Dalam forum itu, Rafi Sofyan sebagai representasi PMII FKIP UNEJ tampil sebagai narasumber yang banyak membuat mata memandang. Ia membahas narasi, representasi, maupun praktik peram keseteraan gender dalam dunia pendidikan. “Kita hidup di negara dengan keragaman budaya, dan peran gender itu juga dikonstruksi oleh budaya. Kurikulum melebur akan itu,” tegasnya.
Lebih dari sekadar analisis, Rafi membawa pesan penting tentang peran mahasiswa masa kini. “Hari ini mahasiswa tak boleh lagi berhenti di tataran kritik.
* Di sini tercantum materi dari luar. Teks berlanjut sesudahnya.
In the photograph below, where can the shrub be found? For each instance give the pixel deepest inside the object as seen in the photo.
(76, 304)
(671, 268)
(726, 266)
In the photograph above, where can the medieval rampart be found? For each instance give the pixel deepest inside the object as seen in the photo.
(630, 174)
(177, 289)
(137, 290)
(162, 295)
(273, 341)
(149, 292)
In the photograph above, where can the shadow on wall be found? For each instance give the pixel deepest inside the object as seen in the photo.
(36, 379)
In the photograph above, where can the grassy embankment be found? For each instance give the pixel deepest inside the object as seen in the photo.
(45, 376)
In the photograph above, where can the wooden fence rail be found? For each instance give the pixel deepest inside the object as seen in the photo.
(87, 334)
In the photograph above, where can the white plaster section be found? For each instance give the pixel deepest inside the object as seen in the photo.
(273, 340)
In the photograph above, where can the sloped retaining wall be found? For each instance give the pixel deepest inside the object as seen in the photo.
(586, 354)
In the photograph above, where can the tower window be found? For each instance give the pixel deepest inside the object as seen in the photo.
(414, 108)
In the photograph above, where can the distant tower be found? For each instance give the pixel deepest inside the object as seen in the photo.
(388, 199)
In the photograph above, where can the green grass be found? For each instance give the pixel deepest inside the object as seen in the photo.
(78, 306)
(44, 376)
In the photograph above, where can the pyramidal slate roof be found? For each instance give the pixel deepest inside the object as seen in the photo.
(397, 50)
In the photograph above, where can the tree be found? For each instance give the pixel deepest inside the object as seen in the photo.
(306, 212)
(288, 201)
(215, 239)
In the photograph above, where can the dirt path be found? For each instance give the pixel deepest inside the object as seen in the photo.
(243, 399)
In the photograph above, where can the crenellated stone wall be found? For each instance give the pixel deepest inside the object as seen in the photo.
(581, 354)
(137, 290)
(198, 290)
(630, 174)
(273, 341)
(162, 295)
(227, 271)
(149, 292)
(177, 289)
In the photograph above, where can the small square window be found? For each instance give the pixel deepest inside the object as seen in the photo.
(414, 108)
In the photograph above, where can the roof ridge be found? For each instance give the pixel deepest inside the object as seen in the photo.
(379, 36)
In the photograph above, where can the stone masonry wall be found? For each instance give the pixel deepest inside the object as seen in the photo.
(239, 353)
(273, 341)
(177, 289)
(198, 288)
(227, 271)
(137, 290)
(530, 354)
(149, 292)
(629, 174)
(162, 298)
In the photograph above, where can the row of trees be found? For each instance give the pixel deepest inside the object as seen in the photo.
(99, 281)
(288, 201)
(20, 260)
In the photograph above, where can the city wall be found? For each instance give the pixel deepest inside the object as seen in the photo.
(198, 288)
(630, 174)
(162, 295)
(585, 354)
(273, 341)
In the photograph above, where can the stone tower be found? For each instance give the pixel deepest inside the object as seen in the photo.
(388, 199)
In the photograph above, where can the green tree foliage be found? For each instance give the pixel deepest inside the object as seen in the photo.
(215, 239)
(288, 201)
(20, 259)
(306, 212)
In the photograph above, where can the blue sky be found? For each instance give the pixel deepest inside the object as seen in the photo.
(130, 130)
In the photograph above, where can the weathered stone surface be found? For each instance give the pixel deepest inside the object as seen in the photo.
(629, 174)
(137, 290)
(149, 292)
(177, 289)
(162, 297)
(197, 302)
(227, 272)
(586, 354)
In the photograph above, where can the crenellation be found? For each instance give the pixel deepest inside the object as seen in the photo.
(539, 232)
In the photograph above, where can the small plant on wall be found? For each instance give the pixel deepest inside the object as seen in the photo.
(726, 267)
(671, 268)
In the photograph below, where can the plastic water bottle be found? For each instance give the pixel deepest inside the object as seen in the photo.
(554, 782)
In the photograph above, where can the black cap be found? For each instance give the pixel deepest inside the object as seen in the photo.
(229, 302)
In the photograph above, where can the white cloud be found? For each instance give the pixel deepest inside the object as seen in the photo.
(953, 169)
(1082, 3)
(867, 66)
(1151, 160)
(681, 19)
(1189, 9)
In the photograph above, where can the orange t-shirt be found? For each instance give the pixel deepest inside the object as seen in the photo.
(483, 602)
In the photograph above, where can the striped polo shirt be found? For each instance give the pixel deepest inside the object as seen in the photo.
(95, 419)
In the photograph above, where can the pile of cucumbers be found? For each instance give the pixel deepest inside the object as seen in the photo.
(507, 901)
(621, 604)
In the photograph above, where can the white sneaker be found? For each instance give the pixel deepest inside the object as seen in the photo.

Kita harus belajar membaca peluang, menggagas solusi, dan menjadi motor penggerak perubahan,” ucapnya penuh semangat. Baginya, forum seperti ini bukan hanya ruang diskusi, tapi juga awal dari gerakan kolektif.
Mengusung semangat guyub rukun, Rafi menyampaikan pentingnya solidaritas lintas organisasi mahasiswa. Ia menyebut bahwa perbedaan ideologi bukanlah penghalang, melainkan kekayaan yang bisa dirajut menjadi kekuatan bersama. “Jika kita sepakat bahwa pendidikan harus inklusif, maka kolaborasi antarormek adalah keniscayaan,” tambahnya.
Kehadiran PMII, HMI, GMNI, dan IMM dalam satu forum bukan hanya simbol kebersamaan, tapi juga pernyataan sikap: bahwa mahasiswa FKIP UNEJ siap berdiri sebagai pelopor kesetaraan dan keadilan dalam dunia pendidikan. Diskusi berlangsung dalam suasana kritis, namun tetap menjunjung tinggi etika dialog dan semangat transformasi sosial.
Menutup diskusi, Rafi mendorong agar forum semacam ini tidak berhenti di satu momen. Ia mengusulkan agar Cipayung Plus FKIP UNEJ mengagendakan pertemuan rutin lintas organisasi untuk membahas isu-isu strategis bangsa. "Kita butuh tradisi intelektual yang konsisten dan terstruktur. Di sinilah lahir solusi-solusi masa depan," pungkas Rafi.